GPT-5.1-Codex vs GPT-5 Nano: side by side
| Spec | GPT-5.1-Codex | GPT-5 Nano | Winner |
|---|---|---|---|
| Intelligence | 43.1 | 26.8 | GPT-5.1-Codex |
| Output speed | 178 t/s | 170 t/s | GPT-5.1-Codex |
| Output price | $10.00/1M | $0.40/1M | GPT-5 Nano |
| Context | 400K | 400K | Tie |
| Params | — | — | Tie |
| Type | Proprietary | Proprietary | Tie |
| Provider | OpenAI | OpenAI | Tie |
Detailed analysis
Intelligence
Winner: GPT-5.1-CodexGPT-5.1-Codex scores 43.1 on the intelligence index compared with 26.8 for GPT-5 Nano. This gap indicates stronger performance on complex tasks. Both share the same 400k context window.
Pricing
Winner: GPT-5 NanoGPT-5 Nano costs $0.4 per million output tokens while GPT-5.1-Codex costs $10 per million. The 25x price difference favors Nano for budget-sensitive or high-volume workloads. Both are proprietary OpenAI models.
Speed & Context
Winner: TieOutput speeds are close at 170.06 t/s for Nano versus 178.06 t/s for Codex. Both support identical 400k context lengths. Nano emphasizes lightweight efficiency while Codex notes higher cost at maximum context.
Input Capabilities
Winner: GPT-5 NanoGPT-5 Nano supports text, image, and file inputs; GPT-5.1-Codex is limited to text and image only. This gives Nano an edge for document-heavy multimodal tasks.

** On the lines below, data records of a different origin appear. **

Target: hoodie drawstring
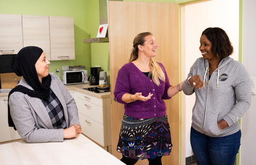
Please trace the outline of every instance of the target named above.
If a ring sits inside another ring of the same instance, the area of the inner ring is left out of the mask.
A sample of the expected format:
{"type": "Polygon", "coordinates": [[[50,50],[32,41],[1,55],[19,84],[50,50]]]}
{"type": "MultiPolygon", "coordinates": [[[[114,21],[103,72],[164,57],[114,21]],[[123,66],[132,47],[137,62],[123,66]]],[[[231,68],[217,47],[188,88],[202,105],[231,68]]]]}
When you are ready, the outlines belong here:
{"type": "Polygon", "coordinates": [[[217,77],[217,87],[219,87],[219,69],[218,69],[218,76],[217,77]]]}
{"type": "MultiPolygon", "coordinates": [[[[206,67],[206,70],[205,71],[205,75],[204,76],[204,83],[205,83],[205,76],[206,73],[207,73],[208,66],[206,67]]],[[[219,69],[218,69],[218,76],[217,77],[217,87],[219,87],[219,69]]]]}
{"type": "Polygon", "coordinates": [[[207,70],[208,70],[208,66],[207,66],[207,67],[206,67],[206,70],[205,71],[205,75],[204,76],[204,83],[205,83],[205,75],[206,75],[206,73],[207,73],[207,70]]]}

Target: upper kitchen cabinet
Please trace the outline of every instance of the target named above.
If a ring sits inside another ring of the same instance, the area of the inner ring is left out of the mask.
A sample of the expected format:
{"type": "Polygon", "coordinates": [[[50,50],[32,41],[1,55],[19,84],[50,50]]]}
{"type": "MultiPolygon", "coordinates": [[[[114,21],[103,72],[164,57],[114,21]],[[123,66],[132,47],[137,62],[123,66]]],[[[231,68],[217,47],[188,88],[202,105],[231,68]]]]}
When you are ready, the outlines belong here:
{"type": "Polygon", "coordinates": [[[22,15],[23,46],[37,46],[51,60],[48,16],[22,15]]]}
{"type": "Polygon", "coordinates": [[[17,54],[23,47],[21,15],[0,14],[0,55],[17,54]]]}
{"type": "Polygon", "coordinates": [[[75,60],[74,18],[50,16],[51,60],[75,60]]]}

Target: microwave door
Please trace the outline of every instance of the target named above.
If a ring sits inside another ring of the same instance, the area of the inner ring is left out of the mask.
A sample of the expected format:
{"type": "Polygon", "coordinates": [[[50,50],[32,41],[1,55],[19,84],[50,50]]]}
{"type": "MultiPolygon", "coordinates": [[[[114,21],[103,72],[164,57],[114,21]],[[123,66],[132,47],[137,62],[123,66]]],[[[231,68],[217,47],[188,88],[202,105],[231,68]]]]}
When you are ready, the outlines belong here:
{"type": "Polygon", "coordinates": [[[82,82],[84,82],[84,72],[81,72],[82,73],[82,82]]]}

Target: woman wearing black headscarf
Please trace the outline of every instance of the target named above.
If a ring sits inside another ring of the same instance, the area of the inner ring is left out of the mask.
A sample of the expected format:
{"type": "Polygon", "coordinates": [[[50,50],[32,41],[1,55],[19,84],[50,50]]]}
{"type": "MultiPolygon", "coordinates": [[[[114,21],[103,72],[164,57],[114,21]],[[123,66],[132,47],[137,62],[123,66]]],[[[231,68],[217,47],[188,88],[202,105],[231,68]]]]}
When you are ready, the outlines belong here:
{"type": "Polygon", "coordinates": [[[14,72],[22,76],[8,96],[8,120],[28,142],[63,141],[82,133],[75,101],[36,46],[21,49],[14,72]]]}

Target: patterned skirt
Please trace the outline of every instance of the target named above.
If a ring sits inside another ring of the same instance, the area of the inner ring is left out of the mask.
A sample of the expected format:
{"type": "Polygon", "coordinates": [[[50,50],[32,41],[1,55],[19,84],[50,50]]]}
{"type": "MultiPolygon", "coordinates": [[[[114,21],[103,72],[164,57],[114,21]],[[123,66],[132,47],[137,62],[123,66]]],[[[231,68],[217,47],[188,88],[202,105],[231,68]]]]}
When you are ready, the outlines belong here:
{"type": "Polygon", "coordinates": [[[167,156],[172,144],[167,115],[143,119],[123,115],[117,151],[135,159],[167,156]]]}

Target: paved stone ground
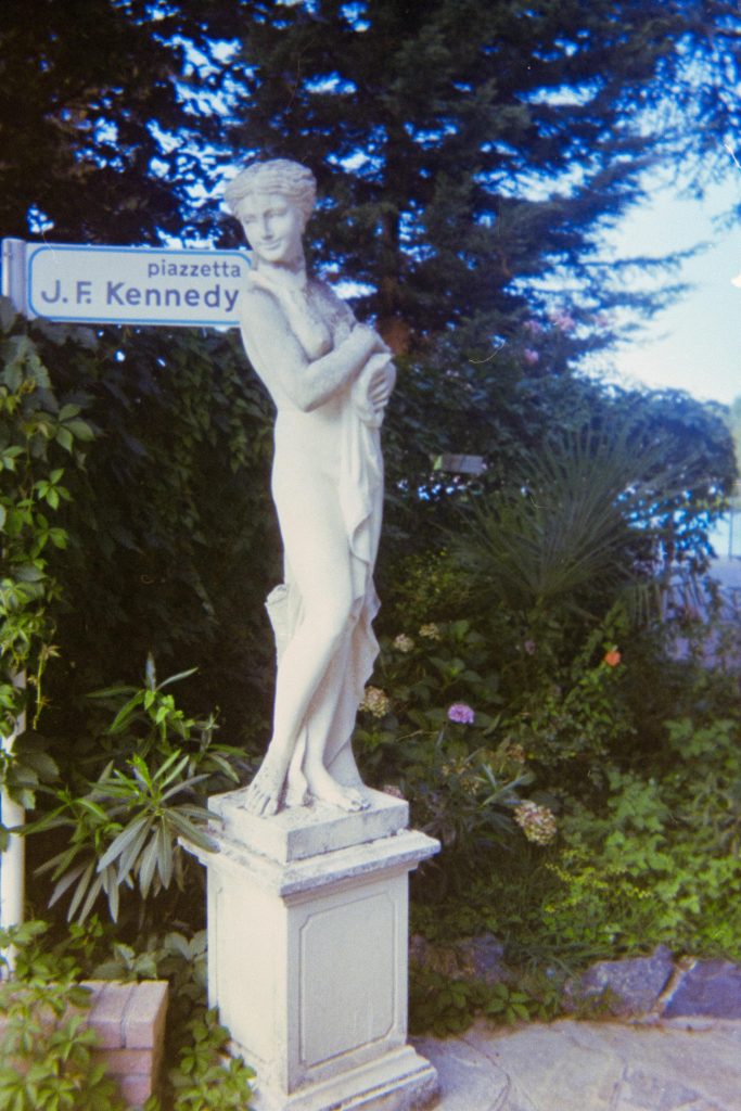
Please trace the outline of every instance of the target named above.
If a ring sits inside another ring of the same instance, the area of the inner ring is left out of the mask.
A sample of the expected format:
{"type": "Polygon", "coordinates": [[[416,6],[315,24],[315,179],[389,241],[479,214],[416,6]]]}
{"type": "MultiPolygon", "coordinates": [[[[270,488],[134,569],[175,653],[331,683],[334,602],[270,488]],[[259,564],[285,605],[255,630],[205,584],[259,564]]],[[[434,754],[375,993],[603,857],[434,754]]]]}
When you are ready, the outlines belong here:
{"type": "Polygon", "coordinates": [[[438,1111],[741,1111],[741,1022],[561,1019],[417,1039],[438,1111]]]}

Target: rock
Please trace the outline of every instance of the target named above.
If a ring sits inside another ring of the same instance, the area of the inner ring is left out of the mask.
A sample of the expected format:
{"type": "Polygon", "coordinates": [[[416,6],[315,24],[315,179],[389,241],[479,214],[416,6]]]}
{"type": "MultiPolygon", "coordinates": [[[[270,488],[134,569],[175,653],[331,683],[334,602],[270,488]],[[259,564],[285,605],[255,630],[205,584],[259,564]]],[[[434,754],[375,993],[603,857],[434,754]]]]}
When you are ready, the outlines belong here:
{"type": "Polygon", "coordinates": [[[570,1009],[575,1009],[580,999],[609,991],[613,1014],[643,1014],[655,1005],[672,971],[672,955],[665,945],[658,945],[650,957],[598,961],[571,987],[570,1009]]]}
{"type": "Polygon", "coordinates": [[[741,968],[731,961],[698,961],[681,978],[662,1013],[668,1019],[741,1019],[741,968]]]}

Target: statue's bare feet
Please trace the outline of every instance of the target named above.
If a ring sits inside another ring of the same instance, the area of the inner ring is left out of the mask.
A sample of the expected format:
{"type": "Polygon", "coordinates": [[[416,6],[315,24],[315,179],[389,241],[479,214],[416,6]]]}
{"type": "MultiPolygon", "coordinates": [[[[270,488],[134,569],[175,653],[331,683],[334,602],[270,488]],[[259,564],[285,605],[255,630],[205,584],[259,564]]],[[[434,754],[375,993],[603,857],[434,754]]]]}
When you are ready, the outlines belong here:
{"type": "Polygon", "coordinates": [[[326,802],[330,807],[339,807],[340,810],[353,812],[356,810],[368,810],[370,805],[362,790],[354,787],[342,787],[336,779],[332,779],[326,768],[318,768],[309,771],[306,769],[309,792],[317,802],[326,802]]]}
{"type": "Polygon", "coordinates": [[[262,818],[278,813],[284,782],[284,770],[267,755],[257,775],[244,791],[242,803],[244,810],[262,818]]]}

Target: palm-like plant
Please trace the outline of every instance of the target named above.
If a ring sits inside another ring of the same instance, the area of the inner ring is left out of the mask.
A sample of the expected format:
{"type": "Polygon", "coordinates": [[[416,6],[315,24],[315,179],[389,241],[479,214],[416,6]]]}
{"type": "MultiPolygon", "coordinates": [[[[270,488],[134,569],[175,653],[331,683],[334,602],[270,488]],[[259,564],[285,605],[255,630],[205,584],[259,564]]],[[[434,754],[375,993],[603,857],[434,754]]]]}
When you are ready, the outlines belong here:
{"type": "Polygon", "coordinates": [[[484,604],[595,617],[622,594],[645,610],[668,481],[630,427],[554,438],[507,489],[468,497],[450,550],[484,604]]]}

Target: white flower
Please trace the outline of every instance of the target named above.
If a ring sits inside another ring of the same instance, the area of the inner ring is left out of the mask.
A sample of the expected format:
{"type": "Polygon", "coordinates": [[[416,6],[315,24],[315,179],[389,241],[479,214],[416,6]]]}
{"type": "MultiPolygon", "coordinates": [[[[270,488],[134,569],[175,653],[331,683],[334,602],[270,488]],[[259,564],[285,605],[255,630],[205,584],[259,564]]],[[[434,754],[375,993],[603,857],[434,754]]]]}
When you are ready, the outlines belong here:
{"type": "Polygon", "coordinates": [[[368,710],[374,718],[383,718],[391,709],[391,703],[380,687],[367,687],[360,709],[368,710]]]}
{"type": "Polygon", "coordinates": [[[548,807],[527,800],[514,808],[514,821],[528,841],[533,844],[550,844],[557,833],[555,817],[548,807]]]}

Both handle large contexts without coherence loss per their listed strengths.
GPT-5.1-Codex
Pros
- +Strong performance on extended coding workflows
- +Effective integration of visual context with code
- +Handles very large inputs without losing coherence
- +Specialized for software development tasks
Cons
- –Limited to text and image inputs only
- –High computational cost for maximum context
- –May require careful prompt engineering for complex tasks
GPT-5 Nano
Pros
- +Handles very large contexts efficiently
- +Supports text, image, and file inputs
- +Lightweight design for faster responses
- +Practical for extended document tasks
Cons
- –Lower capability depth than full-scale models
- –May struggle with highly complex reasoning
- –Trade-off in advanced task performance
Summary: GPT-5.1-Codex vs GPT-5 Nano
Select GPT-5 Nano when cost, file support, and lightweight long-context use are priorities. Choose GPT-5.1-Codex when higher intelligence and coding-focused multimodal performance justify the premium price. The models serve distinct segments within the same provider ecosystem.
Frequently asked questions
GPT-5.1-Codex is stronger on intelligence and coding tasks while GPT-5 Nano wins on price and input flexibility; neither is universally better.